そうだとしたら本当に申し訳ないなぁ……傷が治るわけじゃないけど気休めに撫でておこう。
……それにしても、凄い良い手触りだな……永遠に撫でてられそうだわ。
「ぴ、ぴぎゅ?」
「うっかり踏んじゃってごめんなぁ」
「……ぴきぃ」
スライム(?)の頭を思う存分撫でた後、地面に降ろして立ち上がる。
「とりあえず安全そうなとこ探すの再開しないと。
灯りとかあったら嬉しいんだけどなぁ」
もう何でもいいから灯りが欲しい。薄暗すぎて足元しか見えないんだもんなぁ。
ぼやきながら歩くのを再開しようとすると、後ろから「ぴき!」という呼び止めるような鳴き声が聞こえた。
おん?どうかしたんかね。
振り向いてみると、そこにはぴかーっという擬音がついてそうなくらいに光り輝いているスライムがいた。

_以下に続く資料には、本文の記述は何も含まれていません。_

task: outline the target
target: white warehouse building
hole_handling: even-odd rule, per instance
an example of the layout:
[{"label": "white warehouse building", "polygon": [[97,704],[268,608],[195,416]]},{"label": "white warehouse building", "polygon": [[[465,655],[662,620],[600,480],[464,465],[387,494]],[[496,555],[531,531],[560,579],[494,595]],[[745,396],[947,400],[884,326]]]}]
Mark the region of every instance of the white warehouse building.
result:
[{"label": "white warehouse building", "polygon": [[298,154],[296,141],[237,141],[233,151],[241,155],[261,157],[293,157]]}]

……お、おう。なんで光り輝いているんですかねぇ……?
「……ええと」
「ぴき!」
「ぅおっとと」
ぴょんと私めがけて飛び跳ねたスライムを思わずキャッチする。
スライムは私の腕の中でもそもそとポジションを決めるように動いた後、頭からアホ毛みたいになっている触腕を明るく照らされた道を示すように伸ばした。
「……灯りになってくれるって?」
「ぴきゅ」
「ついでに道案内もしてくれると?」
「ぴきゅぴきゅ」
「いいの?」
「ぴき!」
いいらしい。全く頼もしいことである。
「じゃあ、よろしくな」
「ぴき!」
これがRPGだったら、スライムが仲間になった!みたいなテロップ出てるんだろうなぁ。
うん、とりあえずこいつの言う通りに移動しますかね。
初めまして。この度は本作をお読みくださりありがとうございます。
拙い文ではございますがお楽しみいただけたら幸いです。